Ang Lee's adaptation of Yann Martel's novel is a moving, absorbing, thoughtful cinematic adventure

A boy (Suraj Sharma) and a tiger, afloat together

A boy (Suraj Sharma) and a tiger, afloat together

If there's anything Ang Lee can't do, and do well, then he hasn't done it yet. He's a most gifted, even daring artist, determined to create intelligence, humane yet highly entertaining commercial cinema. 

In Life of Pi, Lee puts a teen-age boy in a lifeboat in the middle of an ocean with only one companion on board: a wild Bengal tiger that wants to survive as badly as he does. This sort of allegory may work as a novel (by Yann Martel), but how do you pass it off as a film? The answer: Let Lee do it. And now that I've seen it, I don't want to read it. I'm afraid it just wouldn't seem possible.

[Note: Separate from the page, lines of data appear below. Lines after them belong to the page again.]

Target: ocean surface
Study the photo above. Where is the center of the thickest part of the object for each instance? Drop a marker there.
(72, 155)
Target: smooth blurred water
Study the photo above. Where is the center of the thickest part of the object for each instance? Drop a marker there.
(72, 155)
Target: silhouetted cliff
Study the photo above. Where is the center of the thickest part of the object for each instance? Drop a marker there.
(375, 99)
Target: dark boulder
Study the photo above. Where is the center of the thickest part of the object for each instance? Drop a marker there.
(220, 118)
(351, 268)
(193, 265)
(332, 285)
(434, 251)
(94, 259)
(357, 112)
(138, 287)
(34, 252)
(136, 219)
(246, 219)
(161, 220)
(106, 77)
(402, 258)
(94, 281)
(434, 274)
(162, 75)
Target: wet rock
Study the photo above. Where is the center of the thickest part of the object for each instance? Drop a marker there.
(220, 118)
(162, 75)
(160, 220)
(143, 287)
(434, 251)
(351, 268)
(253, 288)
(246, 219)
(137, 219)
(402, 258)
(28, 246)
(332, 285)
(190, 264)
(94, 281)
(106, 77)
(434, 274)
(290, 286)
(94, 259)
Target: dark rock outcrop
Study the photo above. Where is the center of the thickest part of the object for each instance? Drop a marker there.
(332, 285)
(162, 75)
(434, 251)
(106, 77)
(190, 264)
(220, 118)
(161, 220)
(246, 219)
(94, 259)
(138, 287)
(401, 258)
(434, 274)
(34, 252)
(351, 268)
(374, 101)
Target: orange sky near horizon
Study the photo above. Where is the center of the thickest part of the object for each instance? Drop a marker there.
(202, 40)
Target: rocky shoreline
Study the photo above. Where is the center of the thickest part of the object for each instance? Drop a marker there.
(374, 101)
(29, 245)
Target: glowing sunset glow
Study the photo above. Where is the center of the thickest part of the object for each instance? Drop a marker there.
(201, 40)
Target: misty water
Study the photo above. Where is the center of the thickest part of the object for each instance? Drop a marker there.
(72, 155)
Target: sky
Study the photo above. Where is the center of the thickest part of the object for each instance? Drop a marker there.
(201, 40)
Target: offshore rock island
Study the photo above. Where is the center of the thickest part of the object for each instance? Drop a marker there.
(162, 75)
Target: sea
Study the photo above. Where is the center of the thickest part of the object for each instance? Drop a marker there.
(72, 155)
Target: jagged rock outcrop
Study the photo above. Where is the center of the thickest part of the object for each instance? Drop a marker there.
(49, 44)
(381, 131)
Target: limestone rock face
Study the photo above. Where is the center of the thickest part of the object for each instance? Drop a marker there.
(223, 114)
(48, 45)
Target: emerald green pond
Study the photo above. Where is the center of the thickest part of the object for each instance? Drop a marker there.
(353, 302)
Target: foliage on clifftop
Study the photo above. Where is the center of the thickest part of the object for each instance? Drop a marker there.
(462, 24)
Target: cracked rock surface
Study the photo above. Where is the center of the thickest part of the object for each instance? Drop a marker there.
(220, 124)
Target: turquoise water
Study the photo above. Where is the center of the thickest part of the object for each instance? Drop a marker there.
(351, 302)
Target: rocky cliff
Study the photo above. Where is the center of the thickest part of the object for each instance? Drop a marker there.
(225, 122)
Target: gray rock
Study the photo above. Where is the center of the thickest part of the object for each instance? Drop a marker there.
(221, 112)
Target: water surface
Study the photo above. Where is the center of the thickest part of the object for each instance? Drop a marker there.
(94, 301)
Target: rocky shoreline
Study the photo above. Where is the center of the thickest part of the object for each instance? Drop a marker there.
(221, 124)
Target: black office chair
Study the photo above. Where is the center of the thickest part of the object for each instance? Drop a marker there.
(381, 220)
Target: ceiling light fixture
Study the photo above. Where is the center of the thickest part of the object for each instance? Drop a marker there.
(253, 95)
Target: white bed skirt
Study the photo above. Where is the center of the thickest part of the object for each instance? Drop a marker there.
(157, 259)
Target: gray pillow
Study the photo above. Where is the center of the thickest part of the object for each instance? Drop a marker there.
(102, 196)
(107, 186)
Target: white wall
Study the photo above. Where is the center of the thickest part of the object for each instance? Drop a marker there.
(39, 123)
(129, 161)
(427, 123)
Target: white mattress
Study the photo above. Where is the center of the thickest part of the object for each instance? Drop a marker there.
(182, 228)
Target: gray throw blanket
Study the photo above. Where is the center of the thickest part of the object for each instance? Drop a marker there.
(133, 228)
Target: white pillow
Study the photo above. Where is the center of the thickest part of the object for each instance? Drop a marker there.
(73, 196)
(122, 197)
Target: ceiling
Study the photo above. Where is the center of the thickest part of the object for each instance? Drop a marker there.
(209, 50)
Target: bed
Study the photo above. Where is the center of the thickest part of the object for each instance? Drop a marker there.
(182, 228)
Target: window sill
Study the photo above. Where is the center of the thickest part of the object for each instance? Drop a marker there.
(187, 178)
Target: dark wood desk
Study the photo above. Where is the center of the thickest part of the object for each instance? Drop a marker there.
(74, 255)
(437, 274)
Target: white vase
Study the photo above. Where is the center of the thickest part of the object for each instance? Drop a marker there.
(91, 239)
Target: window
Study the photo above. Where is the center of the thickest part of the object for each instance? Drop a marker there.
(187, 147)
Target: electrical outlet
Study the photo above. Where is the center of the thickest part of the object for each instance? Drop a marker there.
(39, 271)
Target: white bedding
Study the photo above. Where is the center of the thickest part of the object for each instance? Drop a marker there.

As a boy, Pi (Suraj Sharma) embraces three religions and wants to believe that all species on earth can get along under the watch of a compassionate God. His remarkable adventure aboard the lifeboat threatens to teach him otherwise. But his story is about faith, which is real, and about the syncretic (as opposed to symbiotic or parasitic) nature of life. Lee's scenes in Montreal are as simple and real as his scenes at sea are fabulist and fanciful, and together they provide a moving, absorbing, thoughtful cinematic adventure.